E.        Applying the criteria to this case

[24]      The appellant’s motion must be dismissed. He discontinued his appeal of his own volition. Thus, he must point to something that strikes at the root of his earlier decision to discontinue. He has not done so. Instead, he seems to have had merely a change of heart.

[25]      The appellant submits that he discontinued his appeal without legal advice. The fact that he may have acted by mistake without appreciating the consequences of discontinuance is insufficient cause: Adam v. Ins. Corp. of B.C., 1985 CanLII 584, 66 B.C.L.R. 164 (C.A.), at paragraphs 24–26. The respondent was entitled to rely upon the discontinuance and the expectations of finality it engendered.

[26]      The appellant has also failed to show that his appeal has a reasonable prospect of success. In his notice of appeal, the appellant advances two grounds of appeal:

(1)       The Federal Court erred in refusing to admit evidence into the judicial review that was not before the Minister when he made his decision. This is destined to fail based on the well-settled law of this Court: Delios v. Canada (Attorney General), 2015 FCA 117, 100 Admin. L.R. (5th) 301, at paragraphs 41–46; Bernard v. Canada (Revenue Agency), 2015 FCA 263, 479 N.R. 189; Association of Universities and Colleges of Canada v. Canadian Copyright Licensing Agency (Access Copyright), 2012 FCA 22, 428 N.R. 297, at paragraphs 18–26.

(2)       The Federal Court had no jurisdiction to order the matter “back to Transport Canada for review”. This is destined to fail because the Federal Court ordered no such thing. The Federal Court simply dismissed the appellant’s application for judicial review.

[27]      Although the notice of appeal does not raise any other grounds, even if this Court were to admit the new evidence and conduct a reasonableness review of the decision of the Minister of Transport, this appeal would still be destined to fail.

[28]      The Minister of Transport cancelled the appellant’s security clearance upon learning that he had attempted to export two long guns on a trip to Sudan. The appellant says that he intended to hunt wildlife while on vacation in Sudan and was assured by Canadian authorities that he would be given an export permit for the guns. But the documentary evidence shows that he applied for an export permit only after he had exported the guns. As well, his application had no chance of succeeding because of the prohibition against exporting guns to Sudan: United Nations Sudan Regulations, SOR/2004-197.
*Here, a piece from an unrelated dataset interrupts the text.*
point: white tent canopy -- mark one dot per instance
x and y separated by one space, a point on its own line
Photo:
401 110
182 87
[29]      The Minister of Transport began proceedings for cancellation of the appellant’s security clearance on these facts—well-established and uncontested in the evidence—based on his loss of trust in the appellant’s judgment, trustworthiness and reliability. In response, the appellant offered items that the Minister found were insufficient to regain his trust: the appellant’s Sudanese passport, the appellant’s Sudanese firearms license, a letter from U.S. Customs (which intercepted the guns) confirming that a sizable amount of cash and a pistol grip had been returned to him, and a release agreement between the appellant and U.S. authorities regarding the return of seized items.
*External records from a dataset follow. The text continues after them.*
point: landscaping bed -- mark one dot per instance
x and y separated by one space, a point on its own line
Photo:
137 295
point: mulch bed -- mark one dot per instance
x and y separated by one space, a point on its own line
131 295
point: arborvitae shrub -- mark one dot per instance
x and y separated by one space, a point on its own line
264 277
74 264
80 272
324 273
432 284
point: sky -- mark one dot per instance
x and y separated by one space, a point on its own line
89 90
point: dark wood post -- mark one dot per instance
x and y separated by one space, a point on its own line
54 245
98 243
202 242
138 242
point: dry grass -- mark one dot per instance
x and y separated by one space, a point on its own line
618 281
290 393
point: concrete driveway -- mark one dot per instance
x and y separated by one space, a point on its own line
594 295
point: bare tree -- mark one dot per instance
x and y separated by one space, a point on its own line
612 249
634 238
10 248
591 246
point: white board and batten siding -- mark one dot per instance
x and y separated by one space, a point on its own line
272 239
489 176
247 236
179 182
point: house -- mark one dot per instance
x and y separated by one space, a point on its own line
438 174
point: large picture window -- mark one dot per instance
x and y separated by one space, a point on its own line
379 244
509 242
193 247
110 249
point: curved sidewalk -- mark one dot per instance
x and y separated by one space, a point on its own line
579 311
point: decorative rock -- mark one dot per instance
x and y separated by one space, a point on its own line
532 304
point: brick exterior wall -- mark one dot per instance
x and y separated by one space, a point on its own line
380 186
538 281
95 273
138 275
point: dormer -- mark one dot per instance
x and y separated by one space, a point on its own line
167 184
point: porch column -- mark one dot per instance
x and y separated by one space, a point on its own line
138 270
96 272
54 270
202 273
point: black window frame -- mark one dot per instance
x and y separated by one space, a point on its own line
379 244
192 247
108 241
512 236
[30]      The Federal Court, noting the highly discretionary nature of security clearance cancellations, found the Minister’s decision to be reasonable. The standard of review is the deferential standard of reasonableness and this Court has found that the Minister’s margin of appreciation when granting and cancelling security clearances is high: Canada (Transport, Infrastructure and Communities) v. Farwaha, 2014 FCA 56, [2015] 2 F.C.R. 1006. In his motion, the appellant offers nothing whatsoever to suggest that this Court will disagree with the Federal Court’s conclusion that the Minister’s decision was reasonable.
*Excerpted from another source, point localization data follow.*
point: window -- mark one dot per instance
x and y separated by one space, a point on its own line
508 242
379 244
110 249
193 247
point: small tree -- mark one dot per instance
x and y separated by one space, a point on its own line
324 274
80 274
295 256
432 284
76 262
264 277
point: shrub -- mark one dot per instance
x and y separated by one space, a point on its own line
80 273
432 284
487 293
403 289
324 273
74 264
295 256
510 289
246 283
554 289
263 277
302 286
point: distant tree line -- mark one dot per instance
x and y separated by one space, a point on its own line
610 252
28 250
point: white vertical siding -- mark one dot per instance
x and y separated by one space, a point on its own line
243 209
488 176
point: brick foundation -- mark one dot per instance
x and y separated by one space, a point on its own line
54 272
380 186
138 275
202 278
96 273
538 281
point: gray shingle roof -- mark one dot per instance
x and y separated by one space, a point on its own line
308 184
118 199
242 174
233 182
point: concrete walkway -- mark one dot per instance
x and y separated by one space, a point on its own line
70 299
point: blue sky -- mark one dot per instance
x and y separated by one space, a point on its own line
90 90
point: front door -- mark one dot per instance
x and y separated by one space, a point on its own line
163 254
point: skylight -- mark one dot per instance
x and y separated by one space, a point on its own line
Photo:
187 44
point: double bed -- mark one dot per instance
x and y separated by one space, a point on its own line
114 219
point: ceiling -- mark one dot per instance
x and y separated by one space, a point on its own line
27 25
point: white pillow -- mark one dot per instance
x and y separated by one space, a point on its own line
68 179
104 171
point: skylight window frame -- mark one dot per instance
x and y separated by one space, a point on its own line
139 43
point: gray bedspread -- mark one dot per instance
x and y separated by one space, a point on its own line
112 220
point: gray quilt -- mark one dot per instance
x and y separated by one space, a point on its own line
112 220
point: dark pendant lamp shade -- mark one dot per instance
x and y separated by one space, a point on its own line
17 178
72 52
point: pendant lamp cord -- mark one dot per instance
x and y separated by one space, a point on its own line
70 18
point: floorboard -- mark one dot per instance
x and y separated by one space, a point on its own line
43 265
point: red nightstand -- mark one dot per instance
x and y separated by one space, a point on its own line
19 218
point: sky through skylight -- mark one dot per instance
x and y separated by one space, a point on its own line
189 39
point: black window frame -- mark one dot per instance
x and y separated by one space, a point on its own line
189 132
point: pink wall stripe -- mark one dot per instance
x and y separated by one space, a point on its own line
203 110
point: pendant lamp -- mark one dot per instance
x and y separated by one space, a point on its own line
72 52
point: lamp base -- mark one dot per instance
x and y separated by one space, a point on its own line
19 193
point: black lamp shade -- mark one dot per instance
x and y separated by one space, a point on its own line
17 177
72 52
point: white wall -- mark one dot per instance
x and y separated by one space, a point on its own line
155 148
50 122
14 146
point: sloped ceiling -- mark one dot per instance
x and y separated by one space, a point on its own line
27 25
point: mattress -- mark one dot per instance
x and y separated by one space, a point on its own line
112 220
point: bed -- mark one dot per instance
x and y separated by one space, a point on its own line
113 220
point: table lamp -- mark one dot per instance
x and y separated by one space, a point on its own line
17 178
[31]      The new evidence that the Federal Court properly refused to admit consists of a copy of the appellant’s Canadian firearms licence, an incomplete application for an export permit, and an affidavit disclosing the origin of the cash seized by the U.S. authorities—matters that would not affect the outcome of reasonableness review.

[32]      Therefore, the motion will be dismissed. Given the appellant’s circumstances and the novelty of the issues in this motion, quite fairly the respondent has not asked for costs. So none will be awarded.